Почти весь пол был занят игрушками, составленными аккуратными рядами. Неплотно закрытая дверь стенного шкафчика позволяла разглядеть стопки одноразовых подгузников, баночки с детскими пюре и другими продуктами для «начинающих», коробочки с детскими крекерами из непросеянной муки, упаковки органического «полезного яблочного сока», складную коляску.
– Станция «Детский мир», – пошутила Ри Сайкс; тембру ее голоса мог позавидовать иной орган «Хаммонд» [11] . Сонная девчушка у нее на руках зашевелилась.
11
Орган «Хаммонд» – электромеханический музыкальный инструмент, спроектированный и построенный Л. Хаммондом в 1935 г. Предназначался для церквей как недорогая замена настоящему органу, однако широко использовался в блюзе, джазе и роке.
– Она сейчас засыпает или, наоборот, просыпается? – спросил я.
– Просыпается, – сказала мать. – Всегда медленно, никогда не плачет. Бывает, я проснусь, а она стоит в своей кроватке и смотрит на меня. Я возьму ее на руки, подержу, и она вся так и раскроется, прямо как цветочек.
И она ласково провела ладонью по темным кудряшкам. Рамбла Пасифико Сайкс не спешила показать мне свое личико; все, что я видел, была одна щечка – пухлая, раскрасневшаяся со сна, и шейка в мелких бусинках пота. Девочка была одета в розовую пижамку с котятами, панамками в горошек и пляжными мячами. К матери она прижималась так крепко, что ее розовый младенческий ротик съежился, превратившись в бутон.
Про себя я отметил: девочка миловидная. Рост соответствует возрасту. Упитанность нормальная. Ведет себя спокойно.
Вдруг маленькая грудка поднялась и снова опустилась, вздохнула. Одна рука потянулась к подбородку Ри. Та поцеловала ей пальчики. Глаза Рамблы оставались закрытыми.
– Вот мое сердце, – сказала Шери.
Я сел в твидовое кресло, Ри опустилась на краешек кровати-раскладушки, Рамбла продолжала льнуть к ней. Дыхание девочки ненадолго участилось, потом снова замедлилось – она уснула.
– Наверное, не отдохнула еще, – сказала Ри. – Она у меня любительница поспать; в два месяца могла проспать всю ночь, не просыпаясь.
– Это хорошо. А когда вы забрали ее от Конни, что-нибудь изменилось?
– Вы имеете в виду, к худшему? Хотелось бы мне сказать «да», но, говоря по совести, с ней все было в порядке. Правда, она очень обрадовалась, увидев меня, так и скакнула мне в руки. В чем я совсем не была уверена – ну, знаете, думала, может, она забыла меня… Но она помнила.

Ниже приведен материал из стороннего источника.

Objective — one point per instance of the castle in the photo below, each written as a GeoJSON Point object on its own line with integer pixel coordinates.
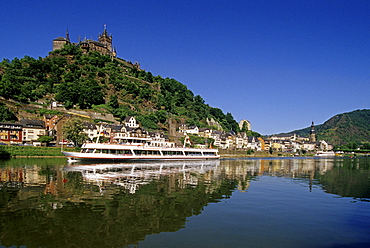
{"type": "Point", "coordinates": [103, 45]}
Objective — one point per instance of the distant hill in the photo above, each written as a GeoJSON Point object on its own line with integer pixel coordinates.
{"type": "Point", "coordinates": [105, 85]}
{"type": "Point", "coordinates": [343, 128]}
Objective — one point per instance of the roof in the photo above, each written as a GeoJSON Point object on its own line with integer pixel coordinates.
{"type": "Point", "coordinates": [32, 123]}
{"type": "Point", "coordinates": [60, 39]}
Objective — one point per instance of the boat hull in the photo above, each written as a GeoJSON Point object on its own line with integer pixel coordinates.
{"type": "Point", "coordinates": [78, 156]}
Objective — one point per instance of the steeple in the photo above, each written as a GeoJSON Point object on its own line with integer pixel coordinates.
{"type": "Point", "coordinates": [67, 36]}
{"type": "Point", "coordinates": [312, 133]}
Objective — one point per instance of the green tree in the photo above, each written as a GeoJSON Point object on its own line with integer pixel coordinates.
{"type": "Point", "coordinates": [45, 139]}
{"type": "Point", "coordinates": [6, 114]}
{"type": "Point", "coordinates": [73, 131]}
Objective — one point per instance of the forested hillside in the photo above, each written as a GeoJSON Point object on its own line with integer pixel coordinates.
{"type": "Point", "coordinates": [105, 84]}
{"type": "Point", "coordinates": [352, 127]}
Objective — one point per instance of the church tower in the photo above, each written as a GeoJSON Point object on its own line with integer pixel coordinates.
{"type": "Point", "coordinates": [106, 39]}
{"type": "Point", "coordinates": [312, 134]}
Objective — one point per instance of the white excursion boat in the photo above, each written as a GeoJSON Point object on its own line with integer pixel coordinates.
{"type": "Point", "coordinates": [325, 154]}
{"type": "Point", "coordinates": [135, 148]}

– То есть она переключилась немедленно.
– Ага. – Шери подняла глаза к потолку. – Тоже не совсем правда. Сначала она как-то притихла. Когда я хотела ее поцеловать, она отворачивалась. Но недолго, может, с полдня, а потом все снова стало по-старому.
Медея Райт наверняка воспользовалась бы этим как доказательством того, что Конни Сайкс отлично справилась с ролью временной матери. А если Майрон Баллистер не дурак, то он наверняка повернул бы ситуацию в пользу Ри, заявив, что это пример врожденной привязанности ребенка к своей матери.